Art. 11. Le Ministre peut faire procéder au contrôle de l'emploi des subventions attribuées.

Art. 12. § 1er. Le montant définitif de la subvention sera calculé sur base du montant effectif des travaux subventionnés figurant au décompte final, en ce compris les frais d'acquisition d'emprise et de servitude et les autres frais tels que précisés à l'article 7, limités à 10 % du montant global des travaux. Lorsque le montant du décompte final des travaux subventionnés est inférieur à celui retenu initialement pour le calcul de la subvention, le montant de celle-ci est revu sur la base de la dépense réelle relative aux dits travaux.

§ 2. Le Ministre peut étendre l'octroi des subventions aux travaux d'entreprise qui étaient imprévisibles au moment de l'élaboration du projet initial et qui se sont avérés nécessaires pour la bonne exécution de celle-ci.

Dans ce dernier cas, la subvention supplémentaire ne pourra excéder 10 % de la subvention initiale.

Art. 13. Dans le cas d'acquisition d'immeubles non bâtis, le montant définitif de la subvention est arrêté sur la base de l'acte d'acquisition du bien dont une copie est transmise au service d'accompagnement.

Art. 14. Les articles 16 et 18 de l'arrêté du Régent ne sont pas applicables pour les travaux visés à l'article 2bis, 2, g), de l'arrêté du Régent.

Art. 15. § 1er.

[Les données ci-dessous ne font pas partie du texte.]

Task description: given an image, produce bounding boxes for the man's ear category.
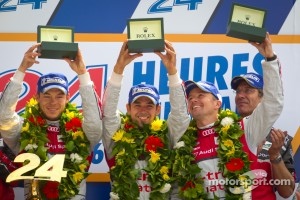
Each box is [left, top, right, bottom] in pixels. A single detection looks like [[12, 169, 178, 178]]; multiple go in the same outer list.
[[156, 105, 161, 115]]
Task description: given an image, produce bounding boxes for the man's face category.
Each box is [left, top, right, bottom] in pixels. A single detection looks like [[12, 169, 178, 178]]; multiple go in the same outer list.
[[126, 97, 161, 127], [235, 81, 262, 117], [188, 88, 221, 120], [37, 88, 69, 121]]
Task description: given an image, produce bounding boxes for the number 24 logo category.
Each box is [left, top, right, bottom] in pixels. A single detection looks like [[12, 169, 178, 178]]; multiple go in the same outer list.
[[6, 153, 67, 182]]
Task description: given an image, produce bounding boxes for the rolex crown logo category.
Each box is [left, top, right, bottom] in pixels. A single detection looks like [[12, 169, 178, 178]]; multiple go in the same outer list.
[[245, 15, 251, 21]]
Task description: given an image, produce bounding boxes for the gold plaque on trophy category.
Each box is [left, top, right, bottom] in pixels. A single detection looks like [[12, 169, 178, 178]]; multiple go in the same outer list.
[[37, 26, 78, 59], [226, 3, 266, 43], [127, 18, 165, 53]]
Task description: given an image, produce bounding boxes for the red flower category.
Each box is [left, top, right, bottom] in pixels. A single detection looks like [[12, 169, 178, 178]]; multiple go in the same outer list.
[[28, 115, 46, 126], [124, 123, 134, 132], [225, 158, 245, 172], [145, 135, 164, 152], [43, 181, 59, 199], [65, 117, 82, 132], [181, 181, 195, 191]]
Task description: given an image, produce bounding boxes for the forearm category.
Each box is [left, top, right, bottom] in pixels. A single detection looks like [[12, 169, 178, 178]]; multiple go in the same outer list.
[[79, 73, 102, 149], [167, 74, 190, 147], [271, 160, 295, 198]]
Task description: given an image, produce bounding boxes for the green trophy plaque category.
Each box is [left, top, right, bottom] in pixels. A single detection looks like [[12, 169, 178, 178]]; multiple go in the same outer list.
[[127, 18, 165, 53], [37, 26, 78, 60], [226, 3, 266, 43]]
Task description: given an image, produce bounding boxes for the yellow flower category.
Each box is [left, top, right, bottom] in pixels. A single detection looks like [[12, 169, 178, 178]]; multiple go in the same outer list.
[[73, 172, 83, 183], [22, 122, 29, 132], [223, 139, 233, 147], [79, 164, 87, 172], [28, 98, 38, 107], [163, 174, 170, 181], [112, 129, 125, 142], [150, 151, 160, 163], [226, 147, 235, 157], [72, 131, 84, 140], [80, 143, 86, 147], [159, 166, 169, 174], [66, 111, 75, 119], [151, 119, 163, 131], [225, 109, 232, 116], [221, 125, 230, 133], [122, 137, 134, 144], [116, 149, 125, 158]]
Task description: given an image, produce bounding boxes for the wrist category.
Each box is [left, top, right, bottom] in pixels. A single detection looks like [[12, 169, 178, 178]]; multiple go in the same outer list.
[[265, 53, 277, 62], [270, 154, 282, 164]]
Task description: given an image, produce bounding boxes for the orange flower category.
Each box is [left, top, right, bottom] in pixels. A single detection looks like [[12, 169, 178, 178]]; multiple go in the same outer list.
[[65, 117, 82, 132], [225, 158, 245, 172]]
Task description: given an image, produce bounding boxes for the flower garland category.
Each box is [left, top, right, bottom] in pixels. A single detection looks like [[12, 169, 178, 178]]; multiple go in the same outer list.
[[172, 109, 250, 199], [110, 114, 172, 200], [20, 98, 90, 199]]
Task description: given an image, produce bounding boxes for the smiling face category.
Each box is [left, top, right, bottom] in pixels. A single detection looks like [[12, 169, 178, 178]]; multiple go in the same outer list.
[[37, 88, 69, 121], [188, 87, 221, 123], [235, 81, 262, 117], [126, 96, 161, 127]]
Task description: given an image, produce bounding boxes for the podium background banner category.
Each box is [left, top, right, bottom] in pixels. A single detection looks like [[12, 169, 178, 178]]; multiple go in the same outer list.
[[0, 0, 300, 177]]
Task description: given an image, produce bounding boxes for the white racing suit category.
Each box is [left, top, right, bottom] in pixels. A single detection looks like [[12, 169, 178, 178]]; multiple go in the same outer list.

Au prorata des travaux effectivement exécutés, le Ministre peut opérer la liquidation d'acomptes sur les subsides octroyés.

§ 2. La subvention est liquidée sur présentation d'une déclaration de créance de l'allocataire appuyée par un état d'avancement des travaux.

Art. 16. Le Ministre de l'Agriculture est chargé de l'exécution du présent arrêté.